Auswirkungen auf die Gesundheit

Soziale Ungleichheit hat Auswirkungen auf die Gesundheit

In Genf hatten wir rund dreissig Personen im Joseph-Wresinski-Haus mit dem Thema sozialer Ungleichheit und deren Auswirkungen auf die Gesundheit der Kinder eingeladen. Und in Basel eröffneten Mitglieder von ATD Vierte Welt eine Reihe von Abendveranstaltungen zum Thema Gesundheit.

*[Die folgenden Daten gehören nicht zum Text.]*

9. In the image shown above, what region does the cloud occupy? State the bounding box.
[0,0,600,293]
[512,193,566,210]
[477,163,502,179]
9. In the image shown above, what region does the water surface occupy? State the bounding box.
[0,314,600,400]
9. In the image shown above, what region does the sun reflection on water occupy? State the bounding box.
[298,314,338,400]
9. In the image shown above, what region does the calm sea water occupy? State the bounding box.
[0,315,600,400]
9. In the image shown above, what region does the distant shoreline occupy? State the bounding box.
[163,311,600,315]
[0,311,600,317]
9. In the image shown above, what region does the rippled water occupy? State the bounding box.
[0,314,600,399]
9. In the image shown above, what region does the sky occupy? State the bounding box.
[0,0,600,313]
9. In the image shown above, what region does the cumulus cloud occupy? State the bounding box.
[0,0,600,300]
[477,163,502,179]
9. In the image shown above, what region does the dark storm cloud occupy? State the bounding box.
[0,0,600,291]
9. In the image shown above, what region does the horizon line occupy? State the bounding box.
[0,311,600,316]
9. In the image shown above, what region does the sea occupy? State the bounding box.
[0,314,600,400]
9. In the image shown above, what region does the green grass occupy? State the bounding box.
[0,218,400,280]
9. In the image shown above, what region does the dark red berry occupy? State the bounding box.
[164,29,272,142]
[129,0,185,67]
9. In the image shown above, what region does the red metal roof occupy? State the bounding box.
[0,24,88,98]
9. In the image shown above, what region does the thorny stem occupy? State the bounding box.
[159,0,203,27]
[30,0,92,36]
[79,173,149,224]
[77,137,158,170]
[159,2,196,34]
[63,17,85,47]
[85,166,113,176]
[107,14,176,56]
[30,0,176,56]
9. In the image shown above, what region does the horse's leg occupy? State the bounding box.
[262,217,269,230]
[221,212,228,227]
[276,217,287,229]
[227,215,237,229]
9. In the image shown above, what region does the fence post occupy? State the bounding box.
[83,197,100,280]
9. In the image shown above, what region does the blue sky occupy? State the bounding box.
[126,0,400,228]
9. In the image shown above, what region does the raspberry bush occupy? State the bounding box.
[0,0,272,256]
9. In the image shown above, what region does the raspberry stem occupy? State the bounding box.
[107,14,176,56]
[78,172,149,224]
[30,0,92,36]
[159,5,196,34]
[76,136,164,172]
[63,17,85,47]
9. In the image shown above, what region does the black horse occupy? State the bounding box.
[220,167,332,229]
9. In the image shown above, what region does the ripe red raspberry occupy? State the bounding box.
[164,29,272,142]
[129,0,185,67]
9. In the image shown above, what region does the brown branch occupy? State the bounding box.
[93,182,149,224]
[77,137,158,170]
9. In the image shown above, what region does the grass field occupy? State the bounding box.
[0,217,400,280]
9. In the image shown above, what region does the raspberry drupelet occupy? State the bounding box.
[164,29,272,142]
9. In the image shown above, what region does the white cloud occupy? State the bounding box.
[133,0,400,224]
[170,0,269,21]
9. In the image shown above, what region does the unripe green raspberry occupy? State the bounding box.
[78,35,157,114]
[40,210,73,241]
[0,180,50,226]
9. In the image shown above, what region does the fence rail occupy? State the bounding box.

Wir hatten Jean-Dominique Lormand, Facharzt für öffentliche Gesundheit und ehemaliger Leiter des Gesundheitsdienstes für Kinder und Jugend in Genf, eingeladen. Er beleuchtete die Verbindung zwischen Gesundheit und prekären Lebensverhältnissen, indem er an die vielseitigen Einwirkungen auf die Gesundheit erinnerte (wie Ernährung, Wohnung, Transport, soziales Umfeld, Sicherheit, Arbeit, Einkommen usw.).

Der Stress ist am ärgsten

Mehr als die Hälfte aller sozialen Ungleichheiten lassen sich durch äussere Faktoren erklären und nicht durch persönliches Verhalten. Wenn jemand in Unsicherheit lebt, ohne gute Bedingungen im Bereich Wohnen, soziales Umfeld, Einkommen, Arbeit und Zugang zu öffentlichen Diensten, so wird diese Person mehr Mühe haben, ihre Meinung zu äussern, ja sich eine eigene Meinung zu bilden. Die Ungleichheiten zeigen sich auch im Wissen, in der Selbstachtung und im Selbstvertrauen, im Gefühl, Wahlmöglichkeiten zu haben oder nicht und besonders auch darin, ständig im Stress zu stehen. „Der Stress ist am ärgsten, er zerstört dir die Gesundheit. Im Dauerstress, wenn andere über dich bestimmen, da hast du dein Leben nicht in der Hand.“

Die Bildung ist ein Schlüsselfaktor im Bereich der Gesundheitsprobleme. Eine neuere Forschung zum Hintergrund des Schulversagens zeigt, dass in Sonderklassen 6% der Kinder unterrichtet werden und dass diese vor allem aus wirtschaftlich und sozial benachteiligten Familien kommen. Es gibt Familien, deren Kinder seit Generationen Sonderklassen durchlaufen. Sie machen die bittere Feststellung, dass ihnen dies weder zu einer richtigen Berufsbildung noch zu einer Anstellung verholfen hat. Die armutsbetroffenen Familien hoffen, dass die Schule noch integrativer wird.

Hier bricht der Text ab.